当晚,夫人坐于中堂,灯烛辉煌,将丫鬟二十馀人各盛饰装扮,排列两边,恰似一班仙女,簇拥着王母娘娘在瑶池之上。夫人传命唤华安。华安进了中堂,拜见了夫人。夫人道:“老爷说你小心得用,欲赏你一房妻小。这几个粗婢中,任你自择。”叫老姆姆携烛下去照他一照。华安就烛光之下,看了一回,虽然尽有标致的,那青衣小鬟不在其内。华安立于旁边,默然无语。夫人叫老姆姆:“你去问华安:‘那一个中你的意?就配与你。’”华安只不开言。夫人心中不乐,叫:“华安,你好大眼孔,难道我这些丫头就没个中你意的?”华安道:“复夫人,华安蒙夫人赐配,又许华安自择,这是旷古隆恩,粉身难报。只是夫人随身侍婢还来不齐,既蒙恩典,愿得尽观。”夫人笑道:“你敢是疑我有吝啬之意?也罢,房中那四个一发唤出来与他看看,满他的心愿。”原来那四个是有执事的,叫做:

春媚,夏清,秋香,冬瑞。

春媚,掌首饰脂粉;夏清,掌香炉茶灶;秋香,掌四时衣服;冬瑞,掌酒果食品。管家老姆姆传夫人之命,将四个唤出来。那四个不及更衣,随身妆束。秋香依旧青衣。老姆姆引出中堂,站立夫人背后。

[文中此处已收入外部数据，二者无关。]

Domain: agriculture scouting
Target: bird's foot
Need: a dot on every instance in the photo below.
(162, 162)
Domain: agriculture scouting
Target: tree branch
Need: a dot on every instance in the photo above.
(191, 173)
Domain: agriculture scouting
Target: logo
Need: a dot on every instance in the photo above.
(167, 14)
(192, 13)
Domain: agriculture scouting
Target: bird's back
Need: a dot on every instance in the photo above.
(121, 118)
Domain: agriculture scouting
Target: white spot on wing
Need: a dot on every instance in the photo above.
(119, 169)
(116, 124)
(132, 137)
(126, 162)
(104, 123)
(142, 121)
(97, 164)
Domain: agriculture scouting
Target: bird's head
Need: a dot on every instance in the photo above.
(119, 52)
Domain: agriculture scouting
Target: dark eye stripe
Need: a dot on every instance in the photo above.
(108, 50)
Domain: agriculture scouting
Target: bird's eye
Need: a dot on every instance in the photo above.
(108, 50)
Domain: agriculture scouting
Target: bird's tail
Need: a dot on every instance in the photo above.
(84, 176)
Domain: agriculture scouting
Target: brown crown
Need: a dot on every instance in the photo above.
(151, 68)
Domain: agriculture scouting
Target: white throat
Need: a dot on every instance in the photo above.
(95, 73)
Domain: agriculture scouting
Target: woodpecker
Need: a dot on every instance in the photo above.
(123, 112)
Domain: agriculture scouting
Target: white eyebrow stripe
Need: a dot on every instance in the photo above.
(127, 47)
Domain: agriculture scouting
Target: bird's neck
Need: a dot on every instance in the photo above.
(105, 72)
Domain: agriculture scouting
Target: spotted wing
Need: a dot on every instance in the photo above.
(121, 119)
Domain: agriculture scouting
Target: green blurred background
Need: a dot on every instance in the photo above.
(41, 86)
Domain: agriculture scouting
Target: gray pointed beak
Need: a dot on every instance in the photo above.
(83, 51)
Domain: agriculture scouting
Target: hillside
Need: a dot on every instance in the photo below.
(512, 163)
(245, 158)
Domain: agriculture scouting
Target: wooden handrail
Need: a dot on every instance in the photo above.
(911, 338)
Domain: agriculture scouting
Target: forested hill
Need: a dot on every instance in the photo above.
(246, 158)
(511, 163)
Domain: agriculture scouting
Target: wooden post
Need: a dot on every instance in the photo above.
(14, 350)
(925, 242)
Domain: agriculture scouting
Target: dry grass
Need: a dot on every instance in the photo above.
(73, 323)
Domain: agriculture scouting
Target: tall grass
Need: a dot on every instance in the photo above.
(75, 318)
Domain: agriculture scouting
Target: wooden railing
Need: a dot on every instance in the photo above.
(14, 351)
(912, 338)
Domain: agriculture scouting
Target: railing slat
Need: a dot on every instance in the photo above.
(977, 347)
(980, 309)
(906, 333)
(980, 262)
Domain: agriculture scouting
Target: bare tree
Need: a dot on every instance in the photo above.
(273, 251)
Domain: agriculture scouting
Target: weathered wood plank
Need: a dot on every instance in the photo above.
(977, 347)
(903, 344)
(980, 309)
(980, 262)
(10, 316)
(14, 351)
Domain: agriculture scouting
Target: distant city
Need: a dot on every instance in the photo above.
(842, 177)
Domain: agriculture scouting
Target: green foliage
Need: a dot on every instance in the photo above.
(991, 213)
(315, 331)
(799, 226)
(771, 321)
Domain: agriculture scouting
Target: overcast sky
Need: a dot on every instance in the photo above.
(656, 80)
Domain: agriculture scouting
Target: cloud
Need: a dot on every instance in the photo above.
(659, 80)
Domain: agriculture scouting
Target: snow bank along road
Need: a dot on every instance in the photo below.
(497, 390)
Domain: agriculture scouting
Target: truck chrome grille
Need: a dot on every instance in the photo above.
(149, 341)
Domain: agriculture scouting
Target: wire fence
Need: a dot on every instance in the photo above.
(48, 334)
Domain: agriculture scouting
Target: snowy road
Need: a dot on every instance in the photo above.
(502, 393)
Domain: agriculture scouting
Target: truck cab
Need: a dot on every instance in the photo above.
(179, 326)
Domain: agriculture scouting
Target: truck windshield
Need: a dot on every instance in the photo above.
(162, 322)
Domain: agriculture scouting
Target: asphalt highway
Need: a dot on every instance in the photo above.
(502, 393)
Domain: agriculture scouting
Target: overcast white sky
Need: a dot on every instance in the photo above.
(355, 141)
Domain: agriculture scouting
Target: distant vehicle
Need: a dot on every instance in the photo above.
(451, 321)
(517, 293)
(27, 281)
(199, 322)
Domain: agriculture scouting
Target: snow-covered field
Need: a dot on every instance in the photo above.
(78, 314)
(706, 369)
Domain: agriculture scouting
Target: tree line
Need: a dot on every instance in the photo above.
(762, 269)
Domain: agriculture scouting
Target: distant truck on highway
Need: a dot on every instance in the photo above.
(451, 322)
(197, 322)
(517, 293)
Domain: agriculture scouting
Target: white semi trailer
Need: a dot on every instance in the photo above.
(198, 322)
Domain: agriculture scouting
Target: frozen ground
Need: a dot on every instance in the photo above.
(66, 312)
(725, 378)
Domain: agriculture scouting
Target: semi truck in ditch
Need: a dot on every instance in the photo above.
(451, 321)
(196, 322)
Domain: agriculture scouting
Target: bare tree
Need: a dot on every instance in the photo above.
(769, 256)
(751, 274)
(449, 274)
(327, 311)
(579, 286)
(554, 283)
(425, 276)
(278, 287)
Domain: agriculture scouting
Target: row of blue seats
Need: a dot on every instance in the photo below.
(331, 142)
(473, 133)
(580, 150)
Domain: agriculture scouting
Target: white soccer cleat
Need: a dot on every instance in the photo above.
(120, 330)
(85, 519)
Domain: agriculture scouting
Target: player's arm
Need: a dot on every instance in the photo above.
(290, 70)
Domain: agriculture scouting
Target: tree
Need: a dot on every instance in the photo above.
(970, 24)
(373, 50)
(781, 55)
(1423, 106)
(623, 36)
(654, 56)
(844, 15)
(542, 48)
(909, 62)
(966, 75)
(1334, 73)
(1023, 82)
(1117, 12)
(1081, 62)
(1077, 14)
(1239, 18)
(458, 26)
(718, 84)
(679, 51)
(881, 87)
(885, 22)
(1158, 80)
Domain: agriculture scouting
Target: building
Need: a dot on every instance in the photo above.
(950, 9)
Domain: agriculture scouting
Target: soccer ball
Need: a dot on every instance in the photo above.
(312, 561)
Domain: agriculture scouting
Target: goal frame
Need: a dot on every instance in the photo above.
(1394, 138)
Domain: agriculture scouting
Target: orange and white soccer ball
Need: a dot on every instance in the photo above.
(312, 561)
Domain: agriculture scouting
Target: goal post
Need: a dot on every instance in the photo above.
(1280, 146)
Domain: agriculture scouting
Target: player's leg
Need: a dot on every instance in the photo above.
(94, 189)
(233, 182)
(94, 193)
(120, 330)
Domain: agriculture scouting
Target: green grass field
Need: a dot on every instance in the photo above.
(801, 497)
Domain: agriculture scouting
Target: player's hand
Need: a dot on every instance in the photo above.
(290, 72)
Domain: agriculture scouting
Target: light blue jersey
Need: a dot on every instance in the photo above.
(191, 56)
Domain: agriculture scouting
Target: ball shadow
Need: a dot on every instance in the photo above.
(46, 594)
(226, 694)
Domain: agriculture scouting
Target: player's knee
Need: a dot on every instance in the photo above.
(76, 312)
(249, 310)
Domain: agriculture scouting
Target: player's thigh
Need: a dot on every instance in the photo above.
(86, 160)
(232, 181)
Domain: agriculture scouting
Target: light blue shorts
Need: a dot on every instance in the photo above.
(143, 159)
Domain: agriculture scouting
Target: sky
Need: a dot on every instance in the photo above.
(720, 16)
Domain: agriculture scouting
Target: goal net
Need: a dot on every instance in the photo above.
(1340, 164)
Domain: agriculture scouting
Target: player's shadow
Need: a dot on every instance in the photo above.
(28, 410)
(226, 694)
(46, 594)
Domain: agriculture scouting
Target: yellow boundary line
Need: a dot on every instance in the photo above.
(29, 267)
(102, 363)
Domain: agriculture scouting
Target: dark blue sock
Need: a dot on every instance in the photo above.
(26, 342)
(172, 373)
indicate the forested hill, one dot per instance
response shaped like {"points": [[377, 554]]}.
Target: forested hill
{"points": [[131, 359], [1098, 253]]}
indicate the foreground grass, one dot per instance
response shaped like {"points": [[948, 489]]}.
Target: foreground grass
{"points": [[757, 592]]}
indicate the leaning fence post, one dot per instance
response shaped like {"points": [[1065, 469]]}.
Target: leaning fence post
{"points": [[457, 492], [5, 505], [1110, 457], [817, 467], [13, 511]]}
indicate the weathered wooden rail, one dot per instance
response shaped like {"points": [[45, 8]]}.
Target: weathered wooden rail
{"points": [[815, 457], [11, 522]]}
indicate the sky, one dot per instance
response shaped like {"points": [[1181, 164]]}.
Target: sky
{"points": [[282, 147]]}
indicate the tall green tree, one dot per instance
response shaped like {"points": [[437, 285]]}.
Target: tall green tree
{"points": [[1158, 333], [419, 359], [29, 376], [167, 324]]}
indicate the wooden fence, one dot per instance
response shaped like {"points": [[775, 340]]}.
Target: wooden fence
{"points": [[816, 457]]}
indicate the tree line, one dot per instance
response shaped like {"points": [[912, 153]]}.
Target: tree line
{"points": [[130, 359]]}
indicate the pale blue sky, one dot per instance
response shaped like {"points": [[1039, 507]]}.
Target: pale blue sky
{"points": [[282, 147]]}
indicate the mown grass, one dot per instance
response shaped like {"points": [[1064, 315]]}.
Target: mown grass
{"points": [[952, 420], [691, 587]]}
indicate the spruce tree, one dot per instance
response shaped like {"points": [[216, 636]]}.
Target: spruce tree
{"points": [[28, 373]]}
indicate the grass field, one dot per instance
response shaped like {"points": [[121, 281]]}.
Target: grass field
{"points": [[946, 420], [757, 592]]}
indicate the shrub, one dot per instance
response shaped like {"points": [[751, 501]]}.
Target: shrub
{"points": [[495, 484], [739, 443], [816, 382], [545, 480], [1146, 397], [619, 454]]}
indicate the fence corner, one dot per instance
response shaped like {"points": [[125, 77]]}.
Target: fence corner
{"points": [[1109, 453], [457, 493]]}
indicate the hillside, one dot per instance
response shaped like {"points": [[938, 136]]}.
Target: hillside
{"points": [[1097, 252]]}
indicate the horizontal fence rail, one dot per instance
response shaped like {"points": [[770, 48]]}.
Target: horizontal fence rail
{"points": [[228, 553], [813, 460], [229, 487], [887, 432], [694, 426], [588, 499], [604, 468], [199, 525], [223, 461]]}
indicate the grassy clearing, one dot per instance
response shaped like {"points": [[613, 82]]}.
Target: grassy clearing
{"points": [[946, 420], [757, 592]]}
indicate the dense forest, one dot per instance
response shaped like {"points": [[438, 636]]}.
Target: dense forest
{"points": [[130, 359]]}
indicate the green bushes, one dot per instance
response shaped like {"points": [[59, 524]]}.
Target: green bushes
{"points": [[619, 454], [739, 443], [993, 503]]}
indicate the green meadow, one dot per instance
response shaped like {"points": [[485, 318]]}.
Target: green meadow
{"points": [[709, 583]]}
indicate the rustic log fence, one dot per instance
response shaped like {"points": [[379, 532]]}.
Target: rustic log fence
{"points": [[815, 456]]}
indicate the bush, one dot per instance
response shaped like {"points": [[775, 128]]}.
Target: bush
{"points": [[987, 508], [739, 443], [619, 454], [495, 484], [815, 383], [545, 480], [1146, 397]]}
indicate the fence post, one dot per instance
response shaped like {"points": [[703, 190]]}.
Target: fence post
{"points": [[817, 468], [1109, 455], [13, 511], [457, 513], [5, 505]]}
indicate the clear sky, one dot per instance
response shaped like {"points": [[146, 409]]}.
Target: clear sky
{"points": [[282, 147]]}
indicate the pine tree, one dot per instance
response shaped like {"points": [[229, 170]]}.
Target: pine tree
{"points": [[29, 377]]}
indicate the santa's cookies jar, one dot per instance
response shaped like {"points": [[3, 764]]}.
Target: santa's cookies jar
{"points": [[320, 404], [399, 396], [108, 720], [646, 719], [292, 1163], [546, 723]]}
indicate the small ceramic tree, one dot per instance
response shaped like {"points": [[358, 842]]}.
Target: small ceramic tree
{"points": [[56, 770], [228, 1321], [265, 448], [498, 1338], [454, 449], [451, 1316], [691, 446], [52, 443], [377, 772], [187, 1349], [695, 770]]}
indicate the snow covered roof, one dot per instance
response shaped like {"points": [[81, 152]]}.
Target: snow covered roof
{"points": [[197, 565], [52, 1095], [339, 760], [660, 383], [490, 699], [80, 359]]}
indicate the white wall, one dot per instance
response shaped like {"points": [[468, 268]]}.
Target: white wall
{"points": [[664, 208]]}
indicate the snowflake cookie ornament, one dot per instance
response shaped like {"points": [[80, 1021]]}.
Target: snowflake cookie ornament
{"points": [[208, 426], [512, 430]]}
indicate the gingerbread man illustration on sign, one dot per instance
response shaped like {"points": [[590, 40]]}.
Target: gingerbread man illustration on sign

堂中蜡炬,光明如昼。华安早已看见了,昔日丰姿,宛然在目。还不曾开口,那老姆姆知趣,先来问道:“可看中了谁?”华安心中明晓得是秋香,不敢说破,只将手指道:“若得穿青这一位小娘子,足遂生平。”夫人回顾秋香,微微而笑,叫华安且出去。华安回典铺中,一喜一惧,喜者机会甚好,惧者未曾上手,惟恐不成。偶见月明如昼,独步徘徊,吟诗一首:

徙倚无聊夜卧迟,绿杨风静鸟栖枝。

难将心事和人说,说与青天明月知。

次日,夫人向学士说了。另收拾一所洁净房室,其床帐家伙,无物不备。又合家童仆奉承他是新主管,担东送西,摆得一室之中,锦片相似。择了吉日,学士和夫人主婚,华安与秋香中堂双拜,鼓乐引至新房,合卺成婚,男欢女悦,自不必说。夜半,秋香向华安道:“与君颇面善,何处曾相会来?”华安道:“小娘子自去思想。”又过了几日,秋香忽问华安道:“向日阊门游船中看见的可就是你?”华安笑道:“是也。”秋香道:“若然,君非下贱之辈,何故屈身于此?”华安道:“吾为小娘子傍舟一笑,不能忘情,所以从权相就。”秋香道:“妾昔见诸少年拥君,出素扇竞求书画,君一概不理,倚窗酌酒,旁若无人。妾知君非凡品,故一笑耳。”华安道:“女子家能于流俗中识名士,诚红拂、绿绮之流也!”秋香道:“此后于南门街上,似又会一次。”华安笑道:“好厉害的眼睛!果然,果然。”秋香道:“你既非下流,实是甚么样人?可将真姓名告我。”华安道:“我乃苏州唐解元也,与你三生有缘,得谐所愿。今夜既然说破,不可久留,欲与你图谐老之策,你肯随我去否?”秋香道:“解元为贱妾之故,不惜辱千金之躯,妾岂敢不惟命是从。”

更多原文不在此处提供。